Any time that you are considering a financed solution the first thing you should do is examining your credit report. Looking at you credit report will do several things for you. It will give you an idea of how much interest you can expect to pay, let you know how creditors will view you, indicate your odds of getting a loan and allow you to verify and correct any mistakes that you may be there. This is very important as 1 out of 4 credit reports usually contains errors that can result in you paying higher interest rates.
Once you have an idea as to what to expect for interest rates and perhaps who will finance you can begin to shop for your loan. A bank is a good place to start if your FICO score is more than 600 but there can be several bottlenecks to your getting a loan. In order for a bank to issue a car loan for a used car it must meet certain standards. Each situation is a little different but generally your car must be less than 5 years old and ideally be less than 3 years old, have low mileage and still have a warranty. The reason for these requirements is to ensure that the vehicle still is of value if you default on your loan and to make sure that it is not going to be a write off while repaying the loan thus encouraging you to walk away from the payments.

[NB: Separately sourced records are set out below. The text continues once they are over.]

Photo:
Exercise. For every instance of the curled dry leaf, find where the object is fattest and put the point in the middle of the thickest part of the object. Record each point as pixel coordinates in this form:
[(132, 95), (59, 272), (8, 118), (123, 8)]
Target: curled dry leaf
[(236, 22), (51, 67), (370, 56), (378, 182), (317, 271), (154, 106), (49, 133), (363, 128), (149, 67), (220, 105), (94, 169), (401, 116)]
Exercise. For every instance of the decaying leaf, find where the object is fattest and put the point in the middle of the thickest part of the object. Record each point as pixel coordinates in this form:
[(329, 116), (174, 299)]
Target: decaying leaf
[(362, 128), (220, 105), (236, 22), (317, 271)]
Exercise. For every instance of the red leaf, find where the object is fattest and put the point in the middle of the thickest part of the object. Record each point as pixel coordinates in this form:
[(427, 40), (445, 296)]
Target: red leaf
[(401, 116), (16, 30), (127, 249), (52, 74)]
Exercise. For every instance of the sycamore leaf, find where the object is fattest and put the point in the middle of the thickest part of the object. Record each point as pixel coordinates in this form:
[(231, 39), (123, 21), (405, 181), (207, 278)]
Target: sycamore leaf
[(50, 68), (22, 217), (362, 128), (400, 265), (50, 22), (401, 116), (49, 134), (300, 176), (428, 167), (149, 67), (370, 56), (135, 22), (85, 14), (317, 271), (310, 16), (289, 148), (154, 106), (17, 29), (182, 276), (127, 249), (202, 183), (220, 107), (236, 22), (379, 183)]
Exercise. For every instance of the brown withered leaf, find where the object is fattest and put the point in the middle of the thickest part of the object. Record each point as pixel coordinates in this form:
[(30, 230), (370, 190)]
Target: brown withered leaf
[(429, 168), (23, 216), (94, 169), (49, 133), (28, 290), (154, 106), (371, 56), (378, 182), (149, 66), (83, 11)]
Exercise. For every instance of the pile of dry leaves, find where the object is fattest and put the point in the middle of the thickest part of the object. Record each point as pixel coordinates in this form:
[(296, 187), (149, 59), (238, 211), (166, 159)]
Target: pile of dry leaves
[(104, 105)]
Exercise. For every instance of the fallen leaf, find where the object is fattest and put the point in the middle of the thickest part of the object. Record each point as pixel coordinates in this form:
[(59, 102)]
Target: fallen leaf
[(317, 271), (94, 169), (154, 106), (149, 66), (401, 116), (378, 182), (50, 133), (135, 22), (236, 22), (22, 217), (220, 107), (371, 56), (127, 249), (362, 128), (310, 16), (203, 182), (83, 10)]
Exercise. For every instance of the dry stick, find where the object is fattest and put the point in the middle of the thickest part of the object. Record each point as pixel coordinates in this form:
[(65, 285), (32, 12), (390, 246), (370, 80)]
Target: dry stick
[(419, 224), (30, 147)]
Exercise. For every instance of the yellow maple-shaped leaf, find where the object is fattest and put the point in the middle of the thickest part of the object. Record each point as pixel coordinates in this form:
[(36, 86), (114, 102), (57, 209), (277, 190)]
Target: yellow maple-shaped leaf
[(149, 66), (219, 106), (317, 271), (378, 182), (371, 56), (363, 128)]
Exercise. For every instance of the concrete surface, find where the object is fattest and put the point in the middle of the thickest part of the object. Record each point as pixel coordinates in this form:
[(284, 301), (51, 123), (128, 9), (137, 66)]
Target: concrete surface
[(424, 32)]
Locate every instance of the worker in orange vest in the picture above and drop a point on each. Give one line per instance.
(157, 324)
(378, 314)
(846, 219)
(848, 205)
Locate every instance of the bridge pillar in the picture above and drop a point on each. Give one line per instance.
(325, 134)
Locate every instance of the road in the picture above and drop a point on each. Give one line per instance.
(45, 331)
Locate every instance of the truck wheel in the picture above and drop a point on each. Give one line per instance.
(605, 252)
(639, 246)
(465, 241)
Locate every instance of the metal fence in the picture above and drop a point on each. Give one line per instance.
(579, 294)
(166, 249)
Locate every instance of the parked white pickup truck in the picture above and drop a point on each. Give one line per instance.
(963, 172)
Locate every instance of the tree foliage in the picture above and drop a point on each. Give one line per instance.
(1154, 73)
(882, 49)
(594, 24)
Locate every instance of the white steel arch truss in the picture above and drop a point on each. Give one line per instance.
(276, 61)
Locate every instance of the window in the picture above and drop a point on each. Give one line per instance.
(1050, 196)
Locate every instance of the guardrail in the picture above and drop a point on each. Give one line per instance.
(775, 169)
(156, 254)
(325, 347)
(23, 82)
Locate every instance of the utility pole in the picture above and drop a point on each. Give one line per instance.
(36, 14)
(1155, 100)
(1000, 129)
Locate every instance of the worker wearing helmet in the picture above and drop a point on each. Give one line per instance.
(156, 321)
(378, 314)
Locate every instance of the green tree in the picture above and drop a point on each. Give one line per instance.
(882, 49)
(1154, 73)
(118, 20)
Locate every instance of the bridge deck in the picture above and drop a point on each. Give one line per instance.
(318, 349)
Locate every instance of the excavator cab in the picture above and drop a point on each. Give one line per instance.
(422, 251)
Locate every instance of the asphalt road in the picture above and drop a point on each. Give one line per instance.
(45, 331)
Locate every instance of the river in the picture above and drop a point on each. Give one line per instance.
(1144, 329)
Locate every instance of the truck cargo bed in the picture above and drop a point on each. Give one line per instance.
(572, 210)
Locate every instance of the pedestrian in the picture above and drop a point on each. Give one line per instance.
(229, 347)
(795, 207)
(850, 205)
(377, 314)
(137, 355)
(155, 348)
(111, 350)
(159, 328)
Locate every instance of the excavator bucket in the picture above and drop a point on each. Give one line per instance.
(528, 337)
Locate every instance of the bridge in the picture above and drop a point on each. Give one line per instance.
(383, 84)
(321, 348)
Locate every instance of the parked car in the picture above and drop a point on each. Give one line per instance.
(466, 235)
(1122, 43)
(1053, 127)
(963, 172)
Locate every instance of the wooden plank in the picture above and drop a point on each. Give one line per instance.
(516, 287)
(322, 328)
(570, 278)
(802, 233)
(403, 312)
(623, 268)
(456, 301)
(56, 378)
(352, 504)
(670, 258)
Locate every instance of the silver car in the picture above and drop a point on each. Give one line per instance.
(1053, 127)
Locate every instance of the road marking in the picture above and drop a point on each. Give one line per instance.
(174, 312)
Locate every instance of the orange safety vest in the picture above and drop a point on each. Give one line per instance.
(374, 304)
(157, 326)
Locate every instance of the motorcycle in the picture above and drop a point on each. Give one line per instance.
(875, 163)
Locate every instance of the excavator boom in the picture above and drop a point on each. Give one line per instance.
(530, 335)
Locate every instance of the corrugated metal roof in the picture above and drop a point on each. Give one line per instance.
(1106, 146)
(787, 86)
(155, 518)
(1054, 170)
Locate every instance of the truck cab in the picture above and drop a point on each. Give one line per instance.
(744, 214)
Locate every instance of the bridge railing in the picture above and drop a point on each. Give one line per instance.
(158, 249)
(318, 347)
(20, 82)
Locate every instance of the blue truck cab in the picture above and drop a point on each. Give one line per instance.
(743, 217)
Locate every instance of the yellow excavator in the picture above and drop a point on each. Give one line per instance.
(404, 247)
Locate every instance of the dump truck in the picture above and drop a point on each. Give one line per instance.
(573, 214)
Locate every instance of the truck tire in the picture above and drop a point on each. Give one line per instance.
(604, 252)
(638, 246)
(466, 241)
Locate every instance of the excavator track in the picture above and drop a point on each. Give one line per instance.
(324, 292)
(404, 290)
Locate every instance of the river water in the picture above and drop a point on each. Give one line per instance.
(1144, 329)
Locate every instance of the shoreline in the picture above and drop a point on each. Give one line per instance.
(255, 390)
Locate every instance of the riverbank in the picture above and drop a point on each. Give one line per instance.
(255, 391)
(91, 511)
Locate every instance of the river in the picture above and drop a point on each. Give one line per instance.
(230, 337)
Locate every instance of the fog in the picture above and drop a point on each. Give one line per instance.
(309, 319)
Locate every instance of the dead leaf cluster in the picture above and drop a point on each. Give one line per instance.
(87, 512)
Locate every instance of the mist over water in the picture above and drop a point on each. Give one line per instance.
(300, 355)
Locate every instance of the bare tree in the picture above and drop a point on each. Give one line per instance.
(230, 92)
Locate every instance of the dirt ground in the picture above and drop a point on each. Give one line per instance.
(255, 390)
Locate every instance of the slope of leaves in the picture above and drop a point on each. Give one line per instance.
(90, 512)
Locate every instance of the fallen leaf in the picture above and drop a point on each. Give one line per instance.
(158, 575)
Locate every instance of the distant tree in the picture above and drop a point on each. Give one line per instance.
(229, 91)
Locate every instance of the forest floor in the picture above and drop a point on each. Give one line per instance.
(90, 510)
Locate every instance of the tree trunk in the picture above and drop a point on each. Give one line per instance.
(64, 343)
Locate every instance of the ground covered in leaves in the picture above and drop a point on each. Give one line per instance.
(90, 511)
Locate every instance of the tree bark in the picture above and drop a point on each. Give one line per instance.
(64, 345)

If you do get an auto loan do not be surprised if the term for repaying the loan is 3 years or less. Since the vehicle will depreciate in value faster than a new vehicle would the terms for the loans are normally shorter. If you are not able to secure an auto loan and you have good credit you may wish to seek a line of credit or a personal loan from the bank. Since this loan will be considered an unsecured loan you will pay a higher interest rate than you would for an auto loan but this rate may be lower than the rates offered by a third party lender. However if you are looking to finance a privately sold vehicle this may be your only option.
The next best financing option, and sometimes better, is the seller of your vehicle. Most vehicle lots have a few lenders that they work with on a regular basis who can help almost anyone in any situation. The advantage of seeking financing at from the lot is that they know who to talk to and how to get their vehicles financed. This can save you a lot of time and hassle however it comes at a price. Most third party lenders charge a higher interest rate and the auto dealer may add another couple of percent to the interest rate as a handling fee. The only way to offset these higher interest rates, other than shopping around a bit, is to be a shrewd negotiator and getting a really good deal on the vehicle.
As you can see getting a used car loan can be a little difficult and may cost you more than a new car loan will but it is possible to do. You must carefully examine your needs and then weigh the value of a new car verses a used car to determine if financing a used vehicle is even a viable solution for you. If financing a used vehicle is your only option ensure that you negotiate the best deal possible and apply as much money as you can as a down payment in order to reduce the overall amount of interest and total cost of the loan.